District Court of Appeal of Florida, Third District.
*67 Robert F. Weiner, Miami, for appellants.
Fowler, White, Burnett, Hurley, Banick & Knight and Henry Burnett, Miami, for appellees.
Before PEARSON and KEHOE, JJ., and EZELL, BOYCE F., Jr., (Ret.), Associate Judge.
PEARSON, Judge.
The plaintiffs, Ofelia Guzman and her husband, Thomas Guzman, appeal from a final judgment on a directed verdict for defendants Anthony R. Faraldo, M.D., and Metropolitan Dade, d/b/a Jackson Memorial Hospital. The action was for alleged medical malpractice. Defendant Faraldo was the surgeon who performed an operation on Mrs. Guzman involving open-heart surgery; defendant Jackson Memorial Hospital furnished the operating room and the anesthesiologists. The directed verdict was entered at the close of the plaintiffs' case.
The controlling question, as developed by the briefs and the argument before this court, is whether the evidence presented, when viewed in the light most favorable to the plaintiffs and with all reasonable inferences therefrom, is sufficient to show a prima facie case.
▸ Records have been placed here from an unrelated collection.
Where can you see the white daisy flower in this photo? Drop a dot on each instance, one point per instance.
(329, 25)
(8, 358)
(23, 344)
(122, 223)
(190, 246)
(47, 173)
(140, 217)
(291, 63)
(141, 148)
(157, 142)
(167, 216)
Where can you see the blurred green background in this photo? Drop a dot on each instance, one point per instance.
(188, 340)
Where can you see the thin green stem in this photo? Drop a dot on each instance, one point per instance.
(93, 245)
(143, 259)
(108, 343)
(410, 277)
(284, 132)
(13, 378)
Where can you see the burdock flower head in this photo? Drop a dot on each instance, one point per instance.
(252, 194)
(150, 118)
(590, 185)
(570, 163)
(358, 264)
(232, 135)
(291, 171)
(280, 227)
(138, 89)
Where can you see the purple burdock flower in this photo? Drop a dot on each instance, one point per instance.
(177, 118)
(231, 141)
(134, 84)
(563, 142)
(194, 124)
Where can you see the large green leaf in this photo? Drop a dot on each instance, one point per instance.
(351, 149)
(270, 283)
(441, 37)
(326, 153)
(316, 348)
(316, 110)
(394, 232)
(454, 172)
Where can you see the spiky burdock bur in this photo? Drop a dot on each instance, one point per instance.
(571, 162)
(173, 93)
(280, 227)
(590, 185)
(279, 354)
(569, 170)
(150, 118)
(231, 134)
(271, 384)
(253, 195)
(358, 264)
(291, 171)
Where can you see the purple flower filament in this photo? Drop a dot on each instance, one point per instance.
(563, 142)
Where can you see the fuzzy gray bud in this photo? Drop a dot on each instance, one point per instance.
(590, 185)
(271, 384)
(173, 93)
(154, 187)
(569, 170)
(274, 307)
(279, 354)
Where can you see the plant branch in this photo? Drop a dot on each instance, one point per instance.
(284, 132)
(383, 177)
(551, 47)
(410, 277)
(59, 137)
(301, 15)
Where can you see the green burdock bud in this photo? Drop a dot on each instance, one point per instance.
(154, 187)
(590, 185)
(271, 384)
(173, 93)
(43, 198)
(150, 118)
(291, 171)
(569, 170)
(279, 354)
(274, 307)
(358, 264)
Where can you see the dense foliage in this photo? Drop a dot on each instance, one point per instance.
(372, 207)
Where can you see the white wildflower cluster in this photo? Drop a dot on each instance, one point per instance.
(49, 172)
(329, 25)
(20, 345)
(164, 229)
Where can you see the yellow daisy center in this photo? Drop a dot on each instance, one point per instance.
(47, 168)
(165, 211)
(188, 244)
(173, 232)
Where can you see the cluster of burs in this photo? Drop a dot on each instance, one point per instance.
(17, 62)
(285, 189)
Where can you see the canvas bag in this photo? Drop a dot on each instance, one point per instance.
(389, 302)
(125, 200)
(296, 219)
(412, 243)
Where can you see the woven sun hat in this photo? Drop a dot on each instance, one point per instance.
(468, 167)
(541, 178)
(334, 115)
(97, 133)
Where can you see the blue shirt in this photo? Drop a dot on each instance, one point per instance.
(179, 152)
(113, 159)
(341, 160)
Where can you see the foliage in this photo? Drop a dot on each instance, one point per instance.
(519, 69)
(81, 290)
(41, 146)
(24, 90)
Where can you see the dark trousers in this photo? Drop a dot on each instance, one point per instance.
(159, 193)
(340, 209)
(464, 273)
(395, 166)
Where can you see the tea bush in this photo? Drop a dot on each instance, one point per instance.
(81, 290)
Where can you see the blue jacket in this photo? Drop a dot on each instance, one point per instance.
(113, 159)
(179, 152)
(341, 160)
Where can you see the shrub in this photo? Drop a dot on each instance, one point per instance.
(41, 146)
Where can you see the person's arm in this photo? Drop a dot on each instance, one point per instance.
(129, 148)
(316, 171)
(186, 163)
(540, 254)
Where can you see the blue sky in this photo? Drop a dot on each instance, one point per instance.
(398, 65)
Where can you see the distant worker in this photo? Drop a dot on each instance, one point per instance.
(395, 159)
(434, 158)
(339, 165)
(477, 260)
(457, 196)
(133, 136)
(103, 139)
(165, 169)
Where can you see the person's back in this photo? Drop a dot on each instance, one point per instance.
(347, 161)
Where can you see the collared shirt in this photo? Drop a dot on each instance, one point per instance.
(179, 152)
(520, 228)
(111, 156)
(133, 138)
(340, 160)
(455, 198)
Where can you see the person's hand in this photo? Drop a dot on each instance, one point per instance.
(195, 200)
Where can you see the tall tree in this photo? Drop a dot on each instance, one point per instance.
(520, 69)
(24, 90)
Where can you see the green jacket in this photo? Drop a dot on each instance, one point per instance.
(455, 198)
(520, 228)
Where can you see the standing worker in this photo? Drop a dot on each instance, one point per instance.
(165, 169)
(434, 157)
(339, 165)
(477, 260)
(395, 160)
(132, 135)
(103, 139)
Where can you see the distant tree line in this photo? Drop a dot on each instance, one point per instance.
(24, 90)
See John B. Reid & Associates, Inc. v. Jimenez, 181 So. 2d 575 (Fla. 3d DCA 1965). The single element that the defendants urge was not shown is that the injury was proximately caused by any act or omission on their part, which was shown to be a departure from the standard of reasonable care.
The evidence presented showed that Mrs. Guzman suffered an injury to her eleventh cranial nerve. This nerve starts at the base of the skull and runs under a neck muscle and extends into the shoulder area supplying the trapezius and sternocleidomastoid muscles. The disability complained of after the operation was that Mrs. Guzman did not have full control of her neck muscles. As a result, her head was pulled to one side. She could not voluntarily correct this condition.
There is no evidence that the nerve was damaged by the surgery as distinguished from the operational procedure. The plaintiffs seek to infer that the condition, which was first noted two or three days after surgery, occurred during, and resulted from, the operational procedure. The particular cause urged by the plaintiffs is that the nerve was damaged by the prolonged position of plaintiff's head during the operation. There was testimony that when a patient is unconscious and paralyzed, while under general anesthesia, the patient's muscles are most susceptible to injury. This fact requires that particular attention be paid to the positioning of the patient's body to insure that it is free from pressure placed on vulnerable areas in order to prevent nerve damage. During the lengthy surgical procedure, the patient is required to have a tube inserted in her throat. The plaintiffs called defendant Faraldo, who testified that one of the things an anesthesiologist is supposed to *68 watch for is prolonged pressure on a nerve during the operation. The doctor further testified that if the anesthesiologist was not aware of the improper position of the patient's head or neck during a six hour operation when the patient is under general anesthesia, the improper positioning of the head or neck could cause damage to the eleventh cranial nerve. In addition, the plaintiffs presented testimony that defendant Faraldo, the chief surgeon, did not see the positioning of the plaintiff's head or neck during the surgical procedure. The same was true of the assistant surgeon, Dr. Young. The resident anesthesiologist, Dr. Baird, who intubated the plaintiff and who was present during the procedure, is deceased. The attending anesthesiologist, Dr. Salami, had no recollection of the procedure performed. The attending surgeon, Dr. Vargas, was unable to testify on the positioning of the plaintiff's head or neck. The plaintiffs infer from this evidence that there was a breach of the required standard of reasonable care in that not one person observed or was able to testify that the intubation of the plaintiff was proper.
The expert medical testimony presented was to the effect that an injury to the eleventh cranial nerve during this operational procedure has never been seen nor even been recorded in medical literature. Further, the expert medical testimony was to the effect that an injury to the eleventh cranial nerve can occur in an "infinitesimal" number of ways including degenerative diseases, inflammation of the nerve, pressure from neoplasms, tumors, emboli, enlarged masses of boils or lymph nodes. One other factor which militates against the plaintiffs' inferences that the injury occurred on the operating table is that the plaintiff herself originally attributed the injury to a prior automobile accident.
Under these circumstances, where the evidence fails to show a causal connection between the injury complained of and the breach of the standard of reasonable care, the trial court properly directed a verdict for the defendants.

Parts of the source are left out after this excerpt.